"could not open file "pg_wal/…": No such file or directory" potential crashing bug due to race condition between restartpoint and recovery

Started by Thomas Crayfordover 7 years ago6 messagesbugs

tcrayford@salesforce.com

over 7 years ago

Hi there,

We've found (what seems like) a race condition in a replica server which is
receiving WAL from the archive. We are not 100% sure if it happens on
streaming replicas as well.
Specifically, we occasionally see an error like this:

May 20 09:56:14 redacted[141]: [191806-1] sql_error_code = 58P01 ERROR:
could not open file "pg_wal/00000002000072B50000003A": No such file or
directory

Upon looking at logs around this, we can see that the recovery process had
just restored that file:

May 20 09:56:14 redacted[9]: [2468859-1] sql_error_code = 00000 LOG:
restored log file "00000002000072B50000003A" from archive
May 20 09:56:14 ip-10-0-92-26 redacted[141]: [191806-1] sql_error_code =
58P01 ERROR: could not open file "pg_wal/00000002000072B50000003A": No such
file or directory

(on this particular server, pid 9 is the recovery process, and pid 141 is
the checkpointer)

We've seen this across a range of server versions, including (in the last
30 days):

9.5.12
9.5.14
9.6.10
9.6.6
9.6.7
9.6.8
9.6.9
10.2
10.3
10.4
10.5

Upon digging into the code, we found (we think) the reason behind this
race. The recovery process can call unlink() on the file, whilst the
restartpoint attempts to recycle the segment. To quote from the docs:

In archive recovery or standby mode, the server periodically performs
*restartpoints*, which are similar to checkpoints in normal operation: the
server forces all its state to disk, updates the pg_control file to
indicate that the already-processed WAL data need not be scanned again, and
then recycles any old log segment files in the pg_wal directory.
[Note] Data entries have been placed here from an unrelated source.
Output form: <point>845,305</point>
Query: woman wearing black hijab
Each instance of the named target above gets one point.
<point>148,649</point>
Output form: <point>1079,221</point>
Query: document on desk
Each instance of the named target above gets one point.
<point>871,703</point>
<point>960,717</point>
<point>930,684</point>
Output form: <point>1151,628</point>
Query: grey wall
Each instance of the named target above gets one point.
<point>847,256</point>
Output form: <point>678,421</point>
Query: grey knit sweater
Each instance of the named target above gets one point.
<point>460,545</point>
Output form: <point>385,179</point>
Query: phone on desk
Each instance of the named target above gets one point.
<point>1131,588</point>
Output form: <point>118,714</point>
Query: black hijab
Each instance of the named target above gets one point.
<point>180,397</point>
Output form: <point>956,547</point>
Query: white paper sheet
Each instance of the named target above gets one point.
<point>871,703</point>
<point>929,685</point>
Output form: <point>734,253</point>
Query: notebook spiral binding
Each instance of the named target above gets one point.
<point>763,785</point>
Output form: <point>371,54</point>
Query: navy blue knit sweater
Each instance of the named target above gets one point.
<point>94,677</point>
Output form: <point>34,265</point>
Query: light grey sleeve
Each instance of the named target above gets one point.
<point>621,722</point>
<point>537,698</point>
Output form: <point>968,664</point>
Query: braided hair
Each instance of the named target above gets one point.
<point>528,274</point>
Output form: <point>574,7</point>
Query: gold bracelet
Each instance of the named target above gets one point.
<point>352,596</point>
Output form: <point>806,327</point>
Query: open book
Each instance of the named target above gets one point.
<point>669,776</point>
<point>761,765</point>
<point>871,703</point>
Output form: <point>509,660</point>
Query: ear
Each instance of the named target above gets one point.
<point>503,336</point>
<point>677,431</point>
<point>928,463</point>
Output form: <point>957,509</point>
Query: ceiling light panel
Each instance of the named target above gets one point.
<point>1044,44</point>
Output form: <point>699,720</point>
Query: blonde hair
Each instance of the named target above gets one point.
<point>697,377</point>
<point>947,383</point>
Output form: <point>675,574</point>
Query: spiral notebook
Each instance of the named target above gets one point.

Looking at the code, I think that the two racing functions are
RestoreArchivedFile, and CreateRestartPoint.

The former calls unlink on the wal segment, CreateRestartPoint does attempt
to do recycling on segments.

From our perspective this seems like a race condition - the recovery
process unlinks the file as the checkpointer tries to recycle the wal
segment. At this point the checkpointer panics and shuts down, causing a
hit to availability.

As far as we have seen, starting the process up after the crash allows the
server to continue making progress.

This seems like an extremely rare race - our data show it occurs once every
few hundred thousand wal restores from archive that Heroku Postgres does.

Thanks

Tom Crayford
Heroku Postgres

Michael Paquier

michael@paquier.xyz

over 7 years ago

In reply to: Thomas Crayford (#1)

Re: "could not open file "pg_wal/…": No such file or directory" potential crashing bug due to race condition between restartpoint and recovery

On Mon, Sep 24, 2018 at 12:58:59PM +0100, Thomas Crayford wrote:

May 20 09:56:14 redacted[9]: [2468859-1] sql_error_code = 00000 LOG:
restored log file "00000002000072B50000003A" from archive
May 20 09:56:14 ip-10-0-92-26 redacted[141]: [191806-1] sql_error_code =
58P01 ERROR: could not open file "pg_wal/00000002000072B50000003A": No such
file or directory

What kind of restore_command is used here?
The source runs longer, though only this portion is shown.